# Weather



## Team REEL TIGHT (Jun 5, 2012)

Going crazy with all this wind. we might get 4 days of snapper fishing.


----------



## DreamWeaver21 (Oct 3, 2007)

*This Afternoon*...East winds 15 to 25 knots. Seas building to 5 to 7 feet. Chance of showers and thunderstorms.

*Tonight*...East winds around 20 knots. Seas 5 to 8 feet. Chance of showers and thunderstorms.

*Saturday*...East winds around 20 knots increasing to around 25 knots. Seas 6 to 9 feet. Scattered showers and thunderstorms.

*Saturday Night*...East winds around 25 knots. Seas 6 to 9 feet. Scattered showers and thunderstorms.

*Sunday*...East winds around 25 knots. Seas 7 to 9 feet. Numerous showers and thunderstorms.

*Sunday Night*...East winds around 25 knots. Seas 7 to 9 feet. Scattered showers and thunderstorms.

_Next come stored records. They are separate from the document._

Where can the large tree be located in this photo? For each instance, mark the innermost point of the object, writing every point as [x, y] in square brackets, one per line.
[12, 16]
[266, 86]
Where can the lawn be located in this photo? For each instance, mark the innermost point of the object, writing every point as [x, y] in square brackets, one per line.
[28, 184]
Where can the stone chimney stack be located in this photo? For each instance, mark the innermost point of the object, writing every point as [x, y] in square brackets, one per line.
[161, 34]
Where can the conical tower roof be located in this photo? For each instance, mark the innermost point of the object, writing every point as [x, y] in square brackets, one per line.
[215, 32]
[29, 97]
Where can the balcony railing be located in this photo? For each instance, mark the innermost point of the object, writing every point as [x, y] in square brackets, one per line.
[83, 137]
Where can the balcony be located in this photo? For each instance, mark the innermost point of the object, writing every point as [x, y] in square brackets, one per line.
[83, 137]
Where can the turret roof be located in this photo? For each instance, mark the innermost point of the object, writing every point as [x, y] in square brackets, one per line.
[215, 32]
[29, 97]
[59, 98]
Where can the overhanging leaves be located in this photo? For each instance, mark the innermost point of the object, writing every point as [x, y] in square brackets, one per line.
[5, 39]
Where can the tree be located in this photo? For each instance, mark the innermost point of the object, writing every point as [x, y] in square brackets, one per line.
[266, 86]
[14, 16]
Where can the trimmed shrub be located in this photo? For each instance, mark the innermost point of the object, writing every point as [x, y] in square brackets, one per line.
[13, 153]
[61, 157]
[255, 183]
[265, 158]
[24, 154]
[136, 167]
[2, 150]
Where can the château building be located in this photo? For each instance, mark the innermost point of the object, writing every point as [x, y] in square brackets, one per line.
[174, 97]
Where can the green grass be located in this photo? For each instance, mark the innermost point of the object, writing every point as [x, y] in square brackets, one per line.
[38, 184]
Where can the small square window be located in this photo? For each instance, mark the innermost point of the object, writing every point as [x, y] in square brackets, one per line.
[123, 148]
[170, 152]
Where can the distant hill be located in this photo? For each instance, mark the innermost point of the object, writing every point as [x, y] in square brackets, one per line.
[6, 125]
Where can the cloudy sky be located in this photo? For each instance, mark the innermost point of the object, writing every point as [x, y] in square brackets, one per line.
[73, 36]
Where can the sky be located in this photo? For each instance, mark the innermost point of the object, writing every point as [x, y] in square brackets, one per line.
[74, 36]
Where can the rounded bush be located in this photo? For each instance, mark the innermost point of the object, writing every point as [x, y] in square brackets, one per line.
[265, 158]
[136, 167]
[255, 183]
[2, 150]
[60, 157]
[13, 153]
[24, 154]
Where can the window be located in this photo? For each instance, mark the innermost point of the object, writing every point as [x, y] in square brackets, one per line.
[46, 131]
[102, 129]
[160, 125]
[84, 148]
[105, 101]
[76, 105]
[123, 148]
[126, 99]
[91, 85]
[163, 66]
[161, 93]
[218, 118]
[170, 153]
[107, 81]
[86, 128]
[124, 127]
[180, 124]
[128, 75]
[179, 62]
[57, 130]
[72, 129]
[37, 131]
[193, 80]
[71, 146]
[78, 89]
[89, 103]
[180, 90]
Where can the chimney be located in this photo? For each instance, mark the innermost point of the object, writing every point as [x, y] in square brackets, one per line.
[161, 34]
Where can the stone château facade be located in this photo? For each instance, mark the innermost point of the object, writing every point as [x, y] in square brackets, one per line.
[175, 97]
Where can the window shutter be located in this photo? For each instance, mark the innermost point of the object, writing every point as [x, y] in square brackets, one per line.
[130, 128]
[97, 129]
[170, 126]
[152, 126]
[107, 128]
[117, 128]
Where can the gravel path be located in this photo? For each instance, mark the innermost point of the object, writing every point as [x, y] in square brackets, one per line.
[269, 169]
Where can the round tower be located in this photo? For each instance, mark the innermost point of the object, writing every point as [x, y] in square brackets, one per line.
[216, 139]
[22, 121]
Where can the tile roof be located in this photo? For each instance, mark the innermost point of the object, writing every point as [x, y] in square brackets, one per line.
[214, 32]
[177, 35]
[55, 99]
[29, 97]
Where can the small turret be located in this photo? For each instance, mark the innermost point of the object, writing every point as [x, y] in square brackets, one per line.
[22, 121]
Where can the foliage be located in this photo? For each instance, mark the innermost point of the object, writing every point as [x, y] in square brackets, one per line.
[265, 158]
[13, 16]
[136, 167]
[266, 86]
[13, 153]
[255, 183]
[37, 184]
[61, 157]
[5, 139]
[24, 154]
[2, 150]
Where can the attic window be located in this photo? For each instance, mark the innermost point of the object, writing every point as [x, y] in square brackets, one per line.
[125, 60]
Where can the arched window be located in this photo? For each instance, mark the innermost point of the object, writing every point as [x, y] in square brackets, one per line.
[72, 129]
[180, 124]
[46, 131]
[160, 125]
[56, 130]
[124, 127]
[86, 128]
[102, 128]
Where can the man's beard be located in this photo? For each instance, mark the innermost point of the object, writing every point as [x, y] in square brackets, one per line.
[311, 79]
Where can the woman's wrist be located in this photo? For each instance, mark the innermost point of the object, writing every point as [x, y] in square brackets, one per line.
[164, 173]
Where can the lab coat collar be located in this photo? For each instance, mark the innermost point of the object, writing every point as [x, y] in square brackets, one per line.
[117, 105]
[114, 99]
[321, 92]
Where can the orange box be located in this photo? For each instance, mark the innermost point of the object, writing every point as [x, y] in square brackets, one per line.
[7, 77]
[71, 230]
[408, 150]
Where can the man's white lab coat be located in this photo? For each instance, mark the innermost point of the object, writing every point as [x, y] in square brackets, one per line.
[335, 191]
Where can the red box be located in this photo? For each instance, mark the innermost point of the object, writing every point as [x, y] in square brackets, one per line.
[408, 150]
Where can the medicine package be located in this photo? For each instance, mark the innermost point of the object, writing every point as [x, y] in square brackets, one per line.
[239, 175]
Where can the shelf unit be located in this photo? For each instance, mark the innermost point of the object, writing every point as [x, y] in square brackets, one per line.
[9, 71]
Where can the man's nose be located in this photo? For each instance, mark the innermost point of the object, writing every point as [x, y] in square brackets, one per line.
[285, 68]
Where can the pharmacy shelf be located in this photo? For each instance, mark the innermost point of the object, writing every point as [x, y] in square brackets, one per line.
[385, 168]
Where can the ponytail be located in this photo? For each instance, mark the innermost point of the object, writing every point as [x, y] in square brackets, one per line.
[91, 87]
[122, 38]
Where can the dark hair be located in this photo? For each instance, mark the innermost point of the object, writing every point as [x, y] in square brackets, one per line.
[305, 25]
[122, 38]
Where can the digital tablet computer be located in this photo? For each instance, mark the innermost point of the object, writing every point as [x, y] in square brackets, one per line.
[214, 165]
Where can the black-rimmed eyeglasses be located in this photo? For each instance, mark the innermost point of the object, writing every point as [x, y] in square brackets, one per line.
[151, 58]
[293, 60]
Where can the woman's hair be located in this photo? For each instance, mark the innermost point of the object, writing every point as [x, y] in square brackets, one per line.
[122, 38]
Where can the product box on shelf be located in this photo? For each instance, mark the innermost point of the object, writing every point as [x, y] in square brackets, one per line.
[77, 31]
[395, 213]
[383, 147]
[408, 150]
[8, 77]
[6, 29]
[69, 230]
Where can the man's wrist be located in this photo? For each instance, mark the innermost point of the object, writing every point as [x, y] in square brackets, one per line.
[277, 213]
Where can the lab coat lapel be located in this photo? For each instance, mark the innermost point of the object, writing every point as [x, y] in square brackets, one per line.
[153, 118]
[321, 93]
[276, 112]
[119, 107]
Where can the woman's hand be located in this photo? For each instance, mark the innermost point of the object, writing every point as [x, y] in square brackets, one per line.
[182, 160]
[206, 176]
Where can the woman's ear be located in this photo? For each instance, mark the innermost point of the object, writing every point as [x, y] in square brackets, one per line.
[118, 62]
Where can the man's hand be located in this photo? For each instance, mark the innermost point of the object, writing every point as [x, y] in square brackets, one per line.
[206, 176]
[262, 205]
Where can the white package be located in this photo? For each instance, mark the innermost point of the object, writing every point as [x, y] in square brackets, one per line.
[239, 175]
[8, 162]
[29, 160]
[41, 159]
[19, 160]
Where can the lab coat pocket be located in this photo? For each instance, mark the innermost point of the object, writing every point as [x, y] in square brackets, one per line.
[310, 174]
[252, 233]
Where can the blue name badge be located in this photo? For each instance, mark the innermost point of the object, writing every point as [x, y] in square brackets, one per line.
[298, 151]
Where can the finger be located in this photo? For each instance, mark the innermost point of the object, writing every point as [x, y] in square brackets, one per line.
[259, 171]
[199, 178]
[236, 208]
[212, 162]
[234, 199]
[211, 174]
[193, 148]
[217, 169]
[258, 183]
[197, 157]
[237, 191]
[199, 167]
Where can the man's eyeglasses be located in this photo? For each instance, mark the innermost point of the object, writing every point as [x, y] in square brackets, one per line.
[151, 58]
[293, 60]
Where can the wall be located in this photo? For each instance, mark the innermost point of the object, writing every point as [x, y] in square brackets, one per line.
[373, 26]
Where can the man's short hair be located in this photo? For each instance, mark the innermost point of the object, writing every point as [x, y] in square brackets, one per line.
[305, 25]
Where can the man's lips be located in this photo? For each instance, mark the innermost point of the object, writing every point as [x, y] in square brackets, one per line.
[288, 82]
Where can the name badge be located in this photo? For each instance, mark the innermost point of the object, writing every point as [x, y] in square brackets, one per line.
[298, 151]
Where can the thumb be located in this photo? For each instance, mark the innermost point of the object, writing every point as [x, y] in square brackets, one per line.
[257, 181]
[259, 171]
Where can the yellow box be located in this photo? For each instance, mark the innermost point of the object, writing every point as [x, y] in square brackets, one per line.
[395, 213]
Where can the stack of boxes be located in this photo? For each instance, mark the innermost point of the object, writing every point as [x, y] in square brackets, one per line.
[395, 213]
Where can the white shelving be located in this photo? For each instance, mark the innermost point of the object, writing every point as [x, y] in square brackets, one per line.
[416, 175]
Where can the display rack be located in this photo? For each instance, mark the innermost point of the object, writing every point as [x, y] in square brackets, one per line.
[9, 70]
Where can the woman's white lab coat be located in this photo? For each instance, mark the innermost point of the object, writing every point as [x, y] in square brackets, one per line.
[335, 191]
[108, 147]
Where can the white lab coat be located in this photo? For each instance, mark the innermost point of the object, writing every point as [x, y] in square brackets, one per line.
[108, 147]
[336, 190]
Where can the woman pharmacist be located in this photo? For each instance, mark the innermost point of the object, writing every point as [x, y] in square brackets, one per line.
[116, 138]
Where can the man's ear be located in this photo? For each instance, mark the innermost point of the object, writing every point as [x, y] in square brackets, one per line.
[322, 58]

*Monday*...East winds around 25 knots. Seas 7 to 9 feet. Scattered showers and thunderstorms.

*Monday Night*...Southeast winds 20 to 25 knots. Seas 7 to 9 feet. Scattered showers and thunderstorms.

*Tuesday*...Southeast winds 20 to 25 knots. Seas 7 to 9 feet. scattered showers and thunderstorms.

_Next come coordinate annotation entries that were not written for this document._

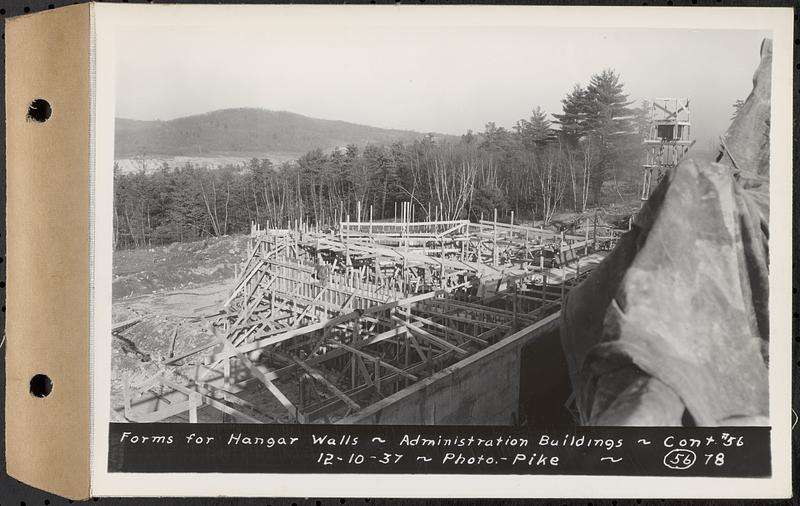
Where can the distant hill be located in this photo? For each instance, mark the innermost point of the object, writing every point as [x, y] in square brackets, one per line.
[244, 132]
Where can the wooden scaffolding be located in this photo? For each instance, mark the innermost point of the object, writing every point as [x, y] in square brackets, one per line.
[320, 325]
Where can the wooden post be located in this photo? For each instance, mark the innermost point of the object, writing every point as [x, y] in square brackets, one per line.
[494, 239]
[378, 375]
[544, 283]
[586, 237]
[514, 301]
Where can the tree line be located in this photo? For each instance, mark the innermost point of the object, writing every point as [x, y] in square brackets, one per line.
[586, 155]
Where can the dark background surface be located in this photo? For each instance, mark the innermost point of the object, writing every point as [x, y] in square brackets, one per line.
[15, 493]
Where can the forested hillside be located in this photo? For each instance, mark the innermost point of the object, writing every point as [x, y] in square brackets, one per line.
[243, 131]
[585, 155]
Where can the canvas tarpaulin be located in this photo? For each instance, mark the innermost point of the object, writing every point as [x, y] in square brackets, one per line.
[672, 327]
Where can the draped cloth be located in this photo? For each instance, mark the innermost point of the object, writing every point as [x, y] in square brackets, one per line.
[672, 327]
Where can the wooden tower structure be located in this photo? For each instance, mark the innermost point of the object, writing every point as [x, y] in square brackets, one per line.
[667, 139]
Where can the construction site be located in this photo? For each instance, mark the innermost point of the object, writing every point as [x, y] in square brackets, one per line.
[382, 322]
[397, 321]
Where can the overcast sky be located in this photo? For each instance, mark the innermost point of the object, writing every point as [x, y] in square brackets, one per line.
[445, 80]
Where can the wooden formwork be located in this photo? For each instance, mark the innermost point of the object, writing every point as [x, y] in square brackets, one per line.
[322, 325]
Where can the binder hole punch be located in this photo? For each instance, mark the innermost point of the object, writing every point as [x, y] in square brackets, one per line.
[41, 385]
[39, 111]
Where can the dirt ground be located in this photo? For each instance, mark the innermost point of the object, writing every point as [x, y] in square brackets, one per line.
[167, 287]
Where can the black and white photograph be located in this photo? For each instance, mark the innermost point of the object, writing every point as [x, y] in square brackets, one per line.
[516, 226]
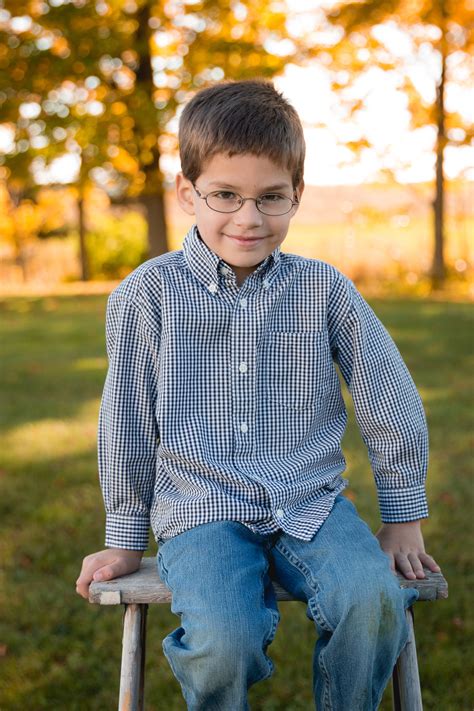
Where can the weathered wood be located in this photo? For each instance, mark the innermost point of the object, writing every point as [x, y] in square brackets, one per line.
[145, 587]
[133, 658]
[137, 590]
[406, 679]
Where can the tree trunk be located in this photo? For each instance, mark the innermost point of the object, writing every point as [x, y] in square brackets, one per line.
[82, 239]
[152, 196]
[438, 271]
[157, 233]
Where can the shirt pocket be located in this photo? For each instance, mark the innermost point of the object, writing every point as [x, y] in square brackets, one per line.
[297, 369]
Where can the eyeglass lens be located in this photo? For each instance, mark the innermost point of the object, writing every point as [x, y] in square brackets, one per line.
[270, 204]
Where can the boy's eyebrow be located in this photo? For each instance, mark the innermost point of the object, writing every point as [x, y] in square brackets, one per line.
[277, 186]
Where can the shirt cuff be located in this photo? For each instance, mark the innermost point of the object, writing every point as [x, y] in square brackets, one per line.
[130, 532]
[402, 505]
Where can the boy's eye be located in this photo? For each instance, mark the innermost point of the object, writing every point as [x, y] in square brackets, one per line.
[225, 195]
[272, 197]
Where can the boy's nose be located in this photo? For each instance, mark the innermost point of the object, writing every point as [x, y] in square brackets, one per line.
[248, 215]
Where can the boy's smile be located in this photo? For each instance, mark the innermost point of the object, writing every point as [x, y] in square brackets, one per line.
[243, 239]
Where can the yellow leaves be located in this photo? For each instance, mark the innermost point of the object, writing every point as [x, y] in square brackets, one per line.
[60, 47]
[118, 108]
[124, 162]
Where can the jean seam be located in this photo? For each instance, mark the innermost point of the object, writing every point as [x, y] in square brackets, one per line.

*Tuesday Night*...East winds 20 to 25 knots increasing to around 25 knots after midnight. Seas 7 to 9 feet. Isolated showers and thunderstorms.

Never thought I would be hoping for a 2-4 day...


----------



## coolbluestreak (Jun 27, 2011)

I've got my fingers crossed for a fall season.


----------



## MillerTime (Jul 6, 2011)

coolbluestreak said:


> I've got my fingers crossed for a fall season.


You might be left crossing them a long time.


----------



## Gamefish27 (Nov 13, 2009)

kinda calm today


----------



## Capt. Mickey Locke (Oct 4, 2007)

Divers den in PC posted a pic at 2 today and looked like seas were around 1ft...who knows what there gonna be!


----------



## Captain Mickey O'Reilly (Dec 18, 2008)

It was nasty out of Pensacola today, the surf on the east side of the pass was chest high and really clean. Not surfing today but fishing! It may have been doable outside with the long period swell and light wind, but hold on if the wind would have gotten up. Not the right crew for that today. Let's hope the forecast chills out...


----------



## DAWGONIT (Jan 16, 2009)

kite fishing anyone?


----------



## coolbluestreak (Jun 27, 2011)

MillerTime said:


> You might be left crossing them a long time.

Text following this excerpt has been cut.